Saturday, December 23, 2017

JEST 'FOR CHRISTMAS


Not to reveal too much about my age, but many years back, when I was in 3rd or 4th grde, I attended a one-room school (actually, I went to two different ones in the course of the many schools I attended growing up – thanks to my dad's wanderlust and his constant search for a better job). The teacher at this particular school—I think her name might have been Mrs. Kildow but I can't remember for certain—used to read to us frequently. One of her favorites was the following Christmas poem. It was one of my favorites, too, and has stuck with me all these years. It came to mind the other day (as stray thoughts often do to old codgers) so I thought I'd see if I could find the exact wording on the Internet ... and by golly there it was.
After all these years I still had myself a chuckle or two reading through it again. It speaks of a simpler, sweeter time and of values (even naughty ones) I think everybody could use a dose of in this day and age.
Thinking ya'll might get a kick out of it, too, here—from the late 1800s, as written by Eugene Filed—is:

JEST 'FORE CHRISTMAS

Father calls me William, sister calls me Will,
Mother calls me Willie but the fellers call me Bill!
Mighty glad I ain't a girl---ruther be a boy,
Without them sashes curls an' things that's worn by Fauntleroy!
Love to chawnk green apples an' go swimmin' in the lake--
Hate to take the castor-ile they give for belly-ache!
'Most all the time, the whole year round, there ain't no flies on me,
But jest 'fore Christmas I'm as good as I kin be!

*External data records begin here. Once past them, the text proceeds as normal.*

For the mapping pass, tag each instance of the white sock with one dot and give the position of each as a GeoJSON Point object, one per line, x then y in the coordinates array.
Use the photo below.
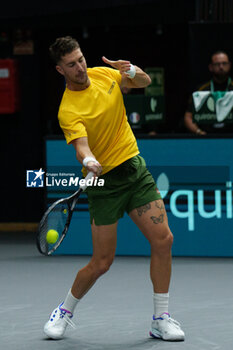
{"type": "Point", "coordinates": [160, 303]}
{"type": "Point", "coordinates": [70, 302]}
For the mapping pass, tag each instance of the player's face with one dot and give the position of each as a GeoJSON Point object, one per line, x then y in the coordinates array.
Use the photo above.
{"type": "Point", "coordinates": [74, 68]}
{"type": "Point", "coordinates": [220, 66]}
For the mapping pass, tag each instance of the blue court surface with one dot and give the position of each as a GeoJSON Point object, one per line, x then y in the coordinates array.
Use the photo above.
{"type": "Point", "coordinates": [116, 313]}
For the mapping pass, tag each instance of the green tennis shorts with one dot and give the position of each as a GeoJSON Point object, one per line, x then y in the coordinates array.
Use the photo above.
{"type": "Point", "coordinates": [126, 187]}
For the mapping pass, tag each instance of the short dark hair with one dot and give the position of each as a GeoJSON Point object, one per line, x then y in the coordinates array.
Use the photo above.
{"type": "Point", "coordinates": [61, 47]}
{"type": "Point", "coordinates": [218, 53]}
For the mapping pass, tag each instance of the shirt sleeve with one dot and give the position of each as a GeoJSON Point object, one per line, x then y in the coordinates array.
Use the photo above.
{"type": "Point", "coordinates": [72, 130]}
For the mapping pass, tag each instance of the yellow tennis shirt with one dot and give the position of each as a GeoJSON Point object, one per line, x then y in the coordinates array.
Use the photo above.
{"type": "Point", "coordinates": [98, 113]}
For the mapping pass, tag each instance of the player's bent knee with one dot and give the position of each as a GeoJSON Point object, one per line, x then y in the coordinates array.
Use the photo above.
{"type": "Point", "coordinates": [102, 266]}
{"type": "Point", "coordinates": [163, 244]}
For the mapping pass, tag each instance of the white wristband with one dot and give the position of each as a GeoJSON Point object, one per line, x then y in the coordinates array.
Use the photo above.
{"type": "Point", "coordinates": [131, 72]}
{"type": "Point", "coordinates": [89, 159]}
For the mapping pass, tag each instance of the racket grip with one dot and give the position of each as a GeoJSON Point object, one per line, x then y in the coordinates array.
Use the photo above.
{"type": "Point", "coordinates": [89, 176]}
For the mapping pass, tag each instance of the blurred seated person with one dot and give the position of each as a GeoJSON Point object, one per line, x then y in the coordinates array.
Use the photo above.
{"type": "Point", "coordinates": [219, 84]}
{"type": "Point", "coordinates": [146, 129]}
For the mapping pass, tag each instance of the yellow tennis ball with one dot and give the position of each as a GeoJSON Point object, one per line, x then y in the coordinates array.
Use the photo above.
{"type": "Point", "coordinates": [52, 236]}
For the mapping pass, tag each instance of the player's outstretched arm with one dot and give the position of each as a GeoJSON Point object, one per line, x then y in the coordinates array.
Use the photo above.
{"type": "Point", "coordinates": [132, 76]}
{"type": "Point", "coordinates": [85, 156]}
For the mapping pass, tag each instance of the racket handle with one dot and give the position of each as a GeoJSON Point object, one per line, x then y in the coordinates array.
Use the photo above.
{"type": "Point", "coordinates": [89, 176]}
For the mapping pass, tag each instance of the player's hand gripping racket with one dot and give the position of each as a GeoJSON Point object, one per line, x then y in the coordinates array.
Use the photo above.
{"type": "Point", "coordinates": [55, 223]}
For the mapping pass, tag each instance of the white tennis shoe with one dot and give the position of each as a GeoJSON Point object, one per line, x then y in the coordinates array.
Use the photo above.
{"type": "Point", "coordinates": [57, 323]}
{"type": "Point", "coordinates": [164, 327]}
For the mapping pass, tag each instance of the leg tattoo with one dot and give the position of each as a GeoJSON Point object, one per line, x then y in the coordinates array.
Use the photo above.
{"type": "Point", "coordinates": [157, 220]}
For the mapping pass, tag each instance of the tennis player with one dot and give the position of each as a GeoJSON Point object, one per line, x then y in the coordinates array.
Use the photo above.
{"type": "Point", "coordinates": [93, 118]}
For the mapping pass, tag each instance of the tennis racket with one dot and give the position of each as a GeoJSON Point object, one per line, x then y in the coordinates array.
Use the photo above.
{"type": "Point", "coordinates": [57, 217]}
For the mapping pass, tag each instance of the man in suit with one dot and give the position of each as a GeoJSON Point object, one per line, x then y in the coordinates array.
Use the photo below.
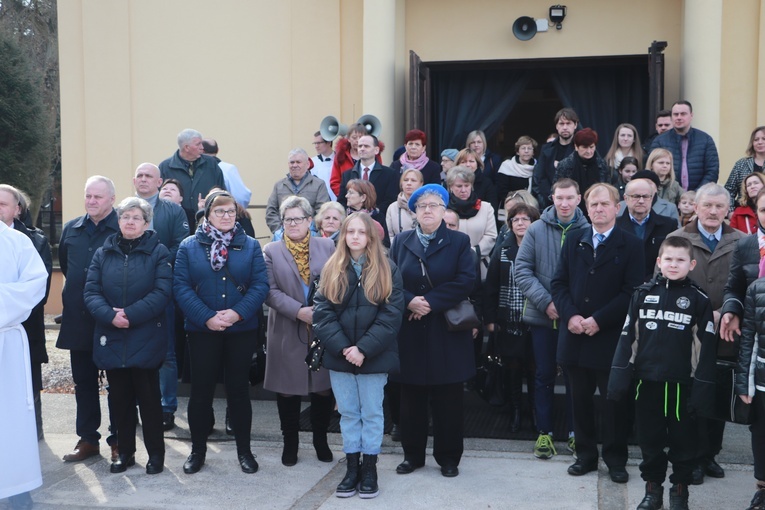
{"type": "Point", "coordinates": [638, 220]}
{"type": "Point", "coordinates": [598, 270]}
{"type": "Point", "coordinates": [383, 178]}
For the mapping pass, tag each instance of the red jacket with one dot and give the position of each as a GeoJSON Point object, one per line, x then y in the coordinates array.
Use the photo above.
{"type": "Point", "coordinates": [344, 162]}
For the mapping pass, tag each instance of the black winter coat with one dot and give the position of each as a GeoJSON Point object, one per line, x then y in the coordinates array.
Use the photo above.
{"type": "Point", "coordinates": [750, 372]}
{"type": "Point", "coordinates": [657, 228]}
{"type": "Point", "coordinates": [75, 252]}
{"type": "Point", "coordinates": [355, 321]}
{"type": "Point", "coordinates": [141, 283]}
{"type": "Point", "coordinates": [659, 330]}
{"type": "Point", "coordinates": [431, 354]}
{"type": "Point", "coordinates": [600, 287]}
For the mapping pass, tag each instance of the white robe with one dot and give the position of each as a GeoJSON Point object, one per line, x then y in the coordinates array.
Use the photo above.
{"type": "Point", "coordinates": [22, 286]}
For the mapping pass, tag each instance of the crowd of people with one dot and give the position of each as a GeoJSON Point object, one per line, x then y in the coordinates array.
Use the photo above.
{"type": "Point", "coordinates": [630, 274]}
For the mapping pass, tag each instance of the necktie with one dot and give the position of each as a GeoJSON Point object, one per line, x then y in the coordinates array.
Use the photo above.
{"type": "Point", "coordinates": [684, 162]}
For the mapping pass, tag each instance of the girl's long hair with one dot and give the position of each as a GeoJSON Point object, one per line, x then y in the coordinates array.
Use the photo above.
{"type": "Point", "coordinates": [376, 274]}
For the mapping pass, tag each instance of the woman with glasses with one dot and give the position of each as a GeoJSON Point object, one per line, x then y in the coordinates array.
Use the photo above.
{"type": "Point", "coordinates": [437, 267]}
{"type": "Point", "coordinates": [128, 288]}
{"type": "Point", "coordinates": [361, 196]}
{"type": "Point", "coordinates": [294, 265]}
{"type": "Point", "coordinates": [220, 284]}
{"type": "Point", "coordinates": [503, 311]}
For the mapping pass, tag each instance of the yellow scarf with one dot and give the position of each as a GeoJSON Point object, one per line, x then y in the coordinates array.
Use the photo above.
{"type": "Point", "coordinates": [299, 251]}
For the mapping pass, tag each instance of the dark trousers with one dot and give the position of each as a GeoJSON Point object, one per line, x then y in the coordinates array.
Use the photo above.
{"type": "Point", "coordinates": [207, 352]}
{"type": "Point", "coordinates": [447, 409]}
{"type": "Point", "coordinates": [661, 414]}
{"type": "Point", "coordinates": [127, 387]}
{"type": "Point", "coordinates": [615, 421]}
{"type": "Point", "coordinates": [545, 344]}
{"type": "Point", "coordinates": [757, 428]}
{"type": "Point", "coordinates": [85, 376]}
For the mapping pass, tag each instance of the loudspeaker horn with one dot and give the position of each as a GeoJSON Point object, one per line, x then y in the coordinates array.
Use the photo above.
{"type": "Point", "coordinates": [371, 123]}
{"type": "Point", "coordinates": [330, 128]}
{"type": "Point", "coordinates": [524, 28]}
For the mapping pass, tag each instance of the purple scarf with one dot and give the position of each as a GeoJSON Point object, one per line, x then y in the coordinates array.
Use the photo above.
{"type": "Point", "coordinates": [221, 240]}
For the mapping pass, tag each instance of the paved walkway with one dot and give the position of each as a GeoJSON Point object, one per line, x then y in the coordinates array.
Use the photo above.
{"type": "Point", "coordinates": [493, 475]}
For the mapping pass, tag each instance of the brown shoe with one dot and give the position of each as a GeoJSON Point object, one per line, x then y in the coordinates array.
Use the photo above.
{"type": "Point", "coordinates": [82, 451]}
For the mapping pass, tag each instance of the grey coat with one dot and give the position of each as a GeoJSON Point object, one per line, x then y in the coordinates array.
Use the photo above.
{"type": "Point", "coordinates": [311, 188]}
{"type": "Point", "coordinates": [537, 261]}
{"type": "Point", "coordinates": [288, 338]}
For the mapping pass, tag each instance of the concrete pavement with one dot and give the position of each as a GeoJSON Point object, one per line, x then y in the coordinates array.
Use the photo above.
{"type": "Point", "coordinates": [494, 474]}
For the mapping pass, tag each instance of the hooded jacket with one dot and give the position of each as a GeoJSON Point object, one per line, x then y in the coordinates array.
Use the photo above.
{"type": "Point", "coordinates": [355, 321]}
{"type": "Point", "coordinates": [141, 283]}
{"type": "Point", "coordinates": [537, 261]}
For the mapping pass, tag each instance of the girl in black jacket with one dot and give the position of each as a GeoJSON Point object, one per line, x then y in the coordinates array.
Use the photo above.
{"type": "Point", "coordinates": [357, 314]}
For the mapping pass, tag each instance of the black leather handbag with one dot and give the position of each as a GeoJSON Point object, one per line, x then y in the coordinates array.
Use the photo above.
{"type": "Point", "coordinates": [728, 406]}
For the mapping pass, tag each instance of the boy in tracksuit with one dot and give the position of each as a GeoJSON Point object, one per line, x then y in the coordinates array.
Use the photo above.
{"type": "Point", "coordinates": [668, 346]}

Got a yeller dog named Sport, sic him on the cat.
First thing she knows she doesn't know where she is at!
Got a clipper sled, an' when us kids goes out to slide,
'Long comes the grocery cart, an' we all hook a ride!
But sometimes when the grocery man is worrited an' cross,
He reaches at us with his whip, an' larrups up his hoss,
An' then I laff an' holler, "Oh, ye never teched me!"
But jest 'fore Christmas I'm as good as I kin be!

Gran'ma says she hopes that when I git to be a man,
I'll be a missionarer like her oldest brother, Dan,
As was et up by the cannibals that live in Ceylon's Isle,
Where every prospeck pleases, an' only man is vile!
But gran'ma she has never been to see a Wild West show,
Nor read the life of Daniel Boone, or else I guess she'd know
That Buff'lo Bill an' cowboys is good enough for me!Excep' jest 'fore Christmas, when I'm as good as I kin be!

And then old Sport he hangs around, so solemn-like an' still,
His eyes they seem a-sayin': "What's the matter, little Bill?"
The old cat sneaks down off her perch an' wonders what's become
Of them two enemies of hern that used to make things hum!
But I am so perlite an' tend so earnestly to biz,
That mother says to father: "How improved our Willie is!"
But father, havin' been a boy hisself, suspicions me
When, jest 'fore Christmas, I'm as good as I kin be!

For Christmas, with its lots an' lots of candies, cakes an' toys,
Was made, they say, for proper kids an' not for naughty boys;
So wash yer face an' bresh yer hair, an' mind yer p's and q's,
And don't bust out yer pantaloons, and don't wear out yer shoes;
Say "Yessum" to the ladies, and "Yessur" to the men,
An' when they's company, don'a pass yer plate for pie again;
But, thinkin' of the things yer'd like to see upon that tree,
Jest 'fore Christmas be as good as yer kin be!